(按:距离写第三部分的时间,已经旬月有多了。常常想继续这个系列,然而每次都废然而止。那些岁月的流影,真该被写在水上吗?是的,这对于我来说是重要的。因为,我发现,破碎是记忆的特性,物是人非多年之后,再也无法去享受整段回忆的美妙。记录罢,让这些记录代替我的记忆。可能有一天,我不再记得你们,至少,我曾记得过。)


      其实我基本上是一个彻头彻尾没心没肺的家伙。邱大立留下的《声音》,于我,恐怕只是一本“有意思”的东西,而并不代表其它什么。那天晚上,如往常一般,是以烂醉如泥、翻墙回宿舍来结束的。酒有醉人的美德,它让浑噩的人清醒。宿醉之后的欲裂头疼,让我可以冷静地想些莫名其妙的事情。所以,第二天躺在床上,我做了一个古怪的决定:邱大立这朋友,我得交。

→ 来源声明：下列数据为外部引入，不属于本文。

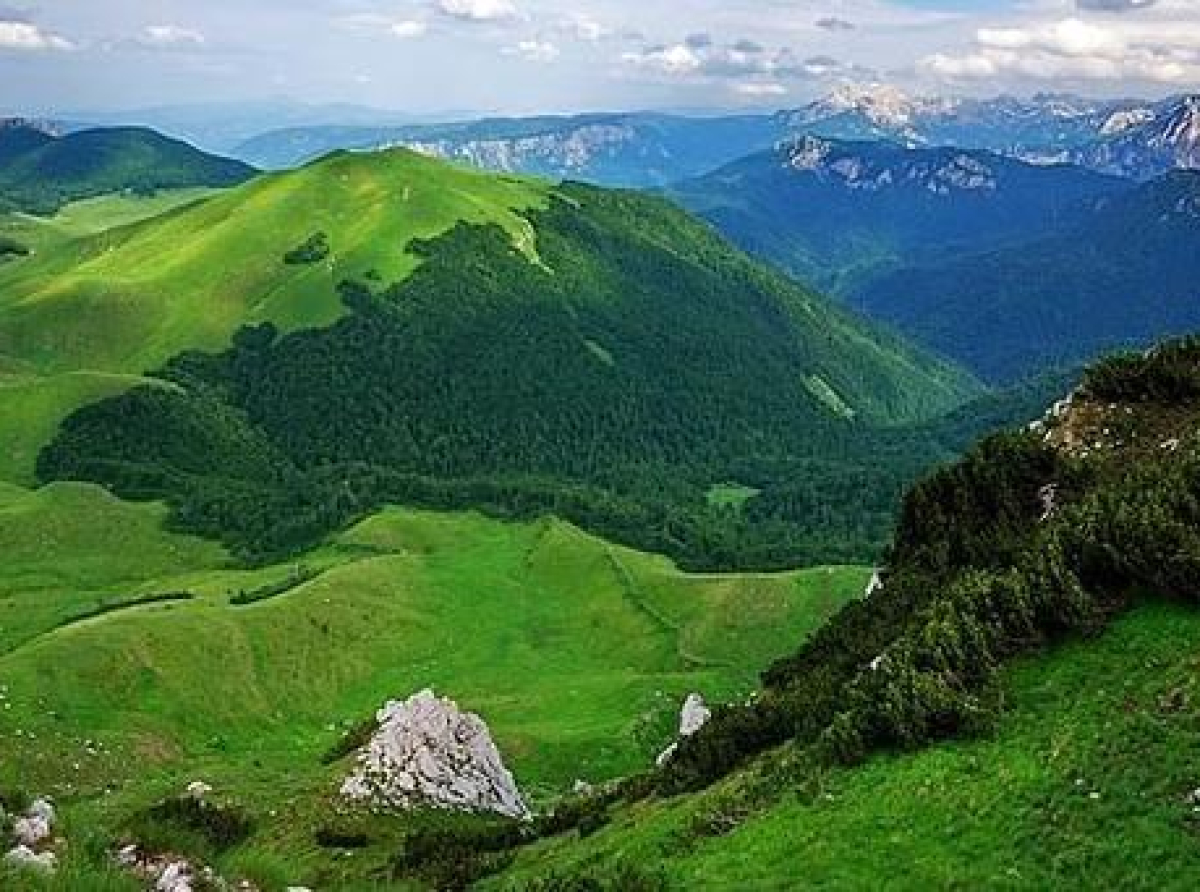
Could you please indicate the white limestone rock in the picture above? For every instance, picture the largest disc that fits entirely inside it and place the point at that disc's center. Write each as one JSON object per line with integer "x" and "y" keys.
{"x": 31, "y": 830}
{"x": 177, "y": 876}
{"x": 25, "y": 858}
{"x": 426, "y": 752}
{"x": 693, "y": 717}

      有长头发的邱大立并不摇滚,这我已经提到过。那年蹲在广外饭堂门前卖打口CD的邱大立,全面显示了他为人温和的一面(他性格中有暴烈尖锐如其文风的一面吗?)。于是我轻易地坐到他旁边,和他一起练起摊来了。实际上我已经完全记不得在人来人往的饭堂门口,我们曾经谈过什么——抑或我们根本没有讲过一句话。留在我脑海中的,似乎只有这么一幕:我和他轮流去打饭,留一个人守着那不成其为摊子的摊子。


      跟着就到了周末。邱大立和我坐在宿舍门外的走廊上晒太阳。那是一幢高龄的楼房,那时官方的名称叫做“7栋”,这个叫法在民间得到一致认可。我的宿舍号是409,四楼,九号。一个房间住九个人,其中有些是兄弟,有些不是。走廊横在门口,对面是另外一幢宿舍楼。出门向右走几步是楼梯口和卫生间;向左多走几步,也是楼梯口和卫生间。走廊只有一米多宽,椅子背对宿舍,离开墙壁一段距离。面朝外坐下,往后一靠,正好可以把脚搁到走廊的栏杆上。我们就这样坐在阳光照得到的走廊上,从一点坐到三点。我仍然记不起谈过些什么,或许当初压根也没有认真去听吧。那个下午是让人怀念的。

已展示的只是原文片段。